As the story moves towards its conclusion, Tom drives Imogen to a lumber yard where he stalks her through the high stacks of cut wood. Eventually, he jumps in front of her, attracting the attention of a nearby stray tuxedo cat and her kitten.
As Tom torments Imogen, the cats appear agitated. Tom notices them and hisses, causing the mother cat to hiss angrily in return.
Behind the Scenes
The cat wrangler on the film was Laura Goodchild. An article published in the Vancouver Sun on August 12, 1992, explains how she and her two cats, Toby and Bugsy, became involved in the production:
Here’s one more funny way to break into show-biz. Laura Goodchild, who owns a company called Moogies Pet Care (sic? Moggies perhaps?) and volunteers for the SPCA in West Vancouver, joined the crew of the feature film Tom. Her title: “cat wrangler.”
She’s on-set to help direct the movements of actor Richard Grieco’s kitty co-stars.
In fact, the producers cast some of Goodchild’s own cats in the movie. Her Asian domestic short hair named Toby won the role of lead tomcat.

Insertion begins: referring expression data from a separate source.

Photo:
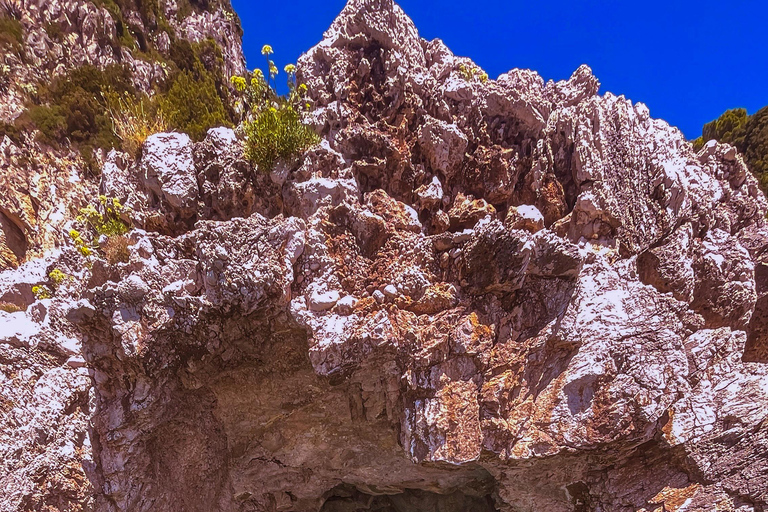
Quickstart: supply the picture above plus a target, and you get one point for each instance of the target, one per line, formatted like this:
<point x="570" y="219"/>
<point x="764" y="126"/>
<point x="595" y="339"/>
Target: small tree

Goodchild sounds thrilled to be working with her own pet. “He’s the whole plot behind it,” she says. “It’s a really neat story. It’s a thriller about this man (Grieco) who has an inherited genetic disease. He comes across this doctor who harvests brain cells from Toby and injects it into Richard Grieco’s character, and he becomes the body of a man but the mind of a cat.”
He adopts an aloof personality, develops a fear of water and runs through the first of his nine lives. “I think this might be sequel material,” Goodchild says.

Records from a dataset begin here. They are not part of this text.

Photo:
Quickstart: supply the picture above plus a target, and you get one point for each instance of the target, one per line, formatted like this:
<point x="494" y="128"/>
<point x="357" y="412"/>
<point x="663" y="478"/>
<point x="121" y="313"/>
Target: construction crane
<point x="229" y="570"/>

The producers have taken great care with the cats, providing them with their own dressing room, toys and special foods. “They’re excellent. I was really concerned about it when I first got involved, but there are laws that protect me as an animal wrangler, and I work carefully with the SPCA, who are there with me on the shoot. I feel sorry for them though — the hours are so long.”
Later in the shoot, Goodchild teams up with a bug wrangler, for a scene in which Toby eats a cockroach. [CC: No such scene is in the final film] The producers asked how Toby might react to such a gruesome possibility, and Goodchild laughed. “My cat’s from Malaysia and the cockroaches there are six inches long — he’ll be in heaven.”
Toby indeed played the main cat who donates their brain fluid to Richard Grieco. Sadly Bugsy only ended up as a Purr Blur playing the second cat seen briefly in the same cage.
Final Mewsings: Cats would prefer that humans not borrow their DNA.